Forgiving is not something that people do a lot. True forgiveness takes a heart of gold and a will of steel. If you can take a wrong done to you, accept it, then forgive it, you are showing true character and wisdom. Only the strongest souls are able to get over something and forgive it. As Avatar Aang wisely said, “It’s easy to do nothing. It’s hard to forgive.”

Sunday, April 22, 2012

On my Inner Peace


This blog shall be about something I have mentioned in class before: Inner Peace. I know it seems like a big statement, but the truth is, I have found my Inner Peace. You might have seen glimpses of my peaceful nature in other blogs, but not realised it.

I have been through quite a lot in my seventeen and a half years on this planet. You know this from my occasional papers. Everything I have gone through- every hardship and every challenge- has taught me the best way for me to live my life. I have gained much harmony, knowledge, and wisdom from my experiences, and these things have brought me to a state of constant serenity.

The challenges I have overcome have taught me many things. I have gained the ability to live in harmony, regardless of how tough a situation is. I am accepting of anything that may happen, and have even accepted the possibility of pain and death when necessary. Nothing can cause me to lose touch with my physical harmony.

Between school and reading books, I have gained the knowledge necessary to live my life well. I am very logical and, with the help of my physical harmony, I am able to think clearly, even in times of crisis. I have learned how to use knowledge at times when it is most affective, and I have reached a state of mental clarity that is hard to break.
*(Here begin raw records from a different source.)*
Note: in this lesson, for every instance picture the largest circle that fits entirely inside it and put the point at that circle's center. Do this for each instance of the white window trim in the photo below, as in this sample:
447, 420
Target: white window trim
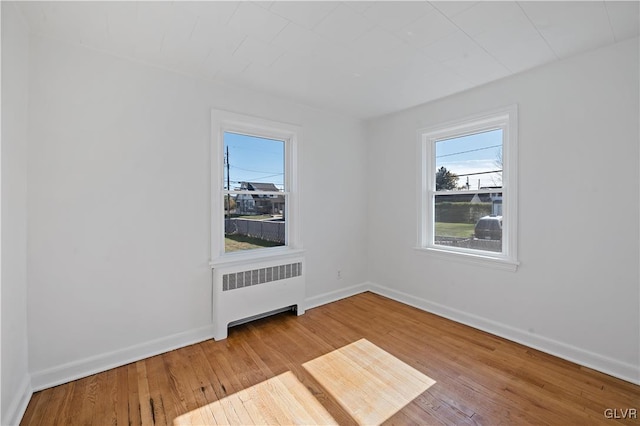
225, 121
506, 119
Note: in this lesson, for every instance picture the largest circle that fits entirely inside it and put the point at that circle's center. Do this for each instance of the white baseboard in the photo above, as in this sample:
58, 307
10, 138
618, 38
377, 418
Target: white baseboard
333, 296
58, 375
18, 404
612, 367
74, 370
50, 377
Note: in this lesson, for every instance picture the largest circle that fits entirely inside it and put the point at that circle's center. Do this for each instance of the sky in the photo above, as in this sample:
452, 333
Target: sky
472, 154
254, 159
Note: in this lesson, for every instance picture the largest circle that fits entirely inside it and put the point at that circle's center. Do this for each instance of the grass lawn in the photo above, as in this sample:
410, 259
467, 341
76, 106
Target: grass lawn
462, 230
242, 242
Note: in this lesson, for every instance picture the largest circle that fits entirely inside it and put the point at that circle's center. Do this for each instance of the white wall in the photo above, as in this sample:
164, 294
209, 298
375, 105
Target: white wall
576, 292
15, 378
119, 206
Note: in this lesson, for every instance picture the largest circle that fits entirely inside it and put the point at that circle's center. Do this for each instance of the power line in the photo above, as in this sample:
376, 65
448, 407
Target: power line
256, 171
480, 173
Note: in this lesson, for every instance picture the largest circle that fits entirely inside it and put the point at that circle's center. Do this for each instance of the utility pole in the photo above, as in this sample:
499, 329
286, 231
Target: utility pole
228, 187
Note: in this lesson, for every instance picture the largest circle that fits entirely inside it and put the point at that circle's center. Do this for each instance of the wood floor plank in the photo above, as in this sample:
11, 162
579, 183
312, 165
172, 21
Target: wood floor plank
245, 379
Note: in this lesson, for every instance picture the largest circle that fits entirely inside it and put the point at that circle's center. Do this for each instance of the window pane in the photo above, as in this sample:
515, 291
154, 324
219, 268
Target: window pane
471, 221
256, 221
253, 163
469, 162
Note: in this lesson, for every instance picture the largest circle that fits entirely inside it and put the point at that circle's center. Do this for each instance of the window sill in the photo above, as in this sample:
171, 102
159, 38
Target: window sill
471, 258
238, 258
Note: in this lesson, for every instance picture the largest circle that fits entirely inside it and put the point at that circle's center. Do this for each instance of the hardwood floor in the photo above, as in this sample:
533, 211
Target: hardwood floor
480, 378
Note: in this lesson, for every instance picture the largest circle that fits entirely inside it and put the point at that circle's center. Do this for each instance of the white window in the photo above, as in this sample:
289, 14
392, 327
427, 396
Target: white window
468, 189
254, 183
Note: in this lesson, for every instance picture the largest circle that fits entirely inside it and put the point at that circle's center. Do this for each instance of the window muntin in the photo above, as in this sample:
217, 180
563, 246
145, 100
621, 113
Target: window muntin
255, 193
465, 218
254, 178
468, 184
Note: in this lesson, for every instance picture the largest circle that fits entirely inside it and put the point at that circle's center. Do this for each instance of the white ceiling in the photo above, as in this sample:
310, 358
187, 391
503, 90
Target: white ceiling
363, 58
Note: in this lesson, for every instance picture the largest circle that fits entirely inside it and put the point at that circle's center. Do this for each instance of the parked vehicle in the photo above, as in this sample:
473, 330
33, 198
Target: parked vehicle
489, 228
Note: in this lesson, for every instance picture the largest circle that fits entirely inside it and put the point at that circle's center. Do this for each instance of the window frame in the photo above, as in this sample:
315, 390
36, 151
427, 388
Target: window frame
503, 118
225, 121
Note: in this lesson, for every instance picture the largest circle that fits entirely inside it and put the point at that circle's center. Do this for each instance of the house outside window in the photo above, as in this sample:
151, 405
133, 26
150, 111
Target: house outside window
468, 189
254, 188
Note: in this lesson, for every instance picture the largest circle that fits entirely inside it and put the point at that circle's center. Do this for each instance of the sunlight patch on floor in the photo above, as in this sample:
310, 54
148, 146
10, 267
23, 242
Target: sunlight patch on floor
369, 383
280, 400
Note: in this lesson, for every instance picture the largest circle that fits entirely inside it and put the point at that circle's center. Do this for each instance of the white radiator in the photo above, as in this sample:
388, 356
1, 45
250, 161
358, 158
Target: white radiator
241, 292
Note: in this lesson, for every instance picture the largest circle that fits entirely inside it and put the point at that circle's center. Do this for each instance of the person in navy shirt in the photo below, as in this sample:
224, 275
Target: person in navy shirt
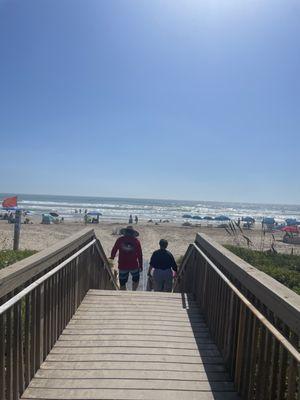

My life has also given me the tool called wisdom. Wisdom allows me to live my life in the best way that I can. Mental clarity and physical harmony have given me the ability to analyse my life objectively, and glean the wisdom to continue living in a peaceful harmonious manner. Wisdom teaches me to stay mentally focused and physically prepared no matter what, and allows me to deal with tough situations. Through physical harmony, mental clarity, and pure wisdom, I have found the time to meditate on my place in the Universe. I have learned who I am, and found my place in everything. I am completely attuned to my life and everything in it, and have accepted things far beyond my reckoning. I have achieved Inner Peace.

So what is Inner Peace like? It is… incredible. I am at a loss for words when describing it. It just feels like a deep serenity pierces me to the very core of my being. Nothing can ever faze me. The Universe cannot get me down. I have accepted every possibility in life, and prepared my soul for anything that comes. My Peace can never be shattered. I may be angry for a moment, but only at the surface. My Inner Peace remains intact, and as a result, I quickly get over whatever was bugging me. There is nothing bad enough to harm my Inner peace, and as a result, I feel eternally blissful. It is an empty feeling, true enough. But it is not a lonely emptiness, like the sucking void of a black hole. It is a happy emptiness, like that of a sunny forest with no people in it. I am always free of stress, to the point where I do not worry about getting anything done (which is why my grades are slipping). Inner Peace has made my life simple. It is a wonderful thing, Inner Peace, and I hope that one day you can feel it yourself.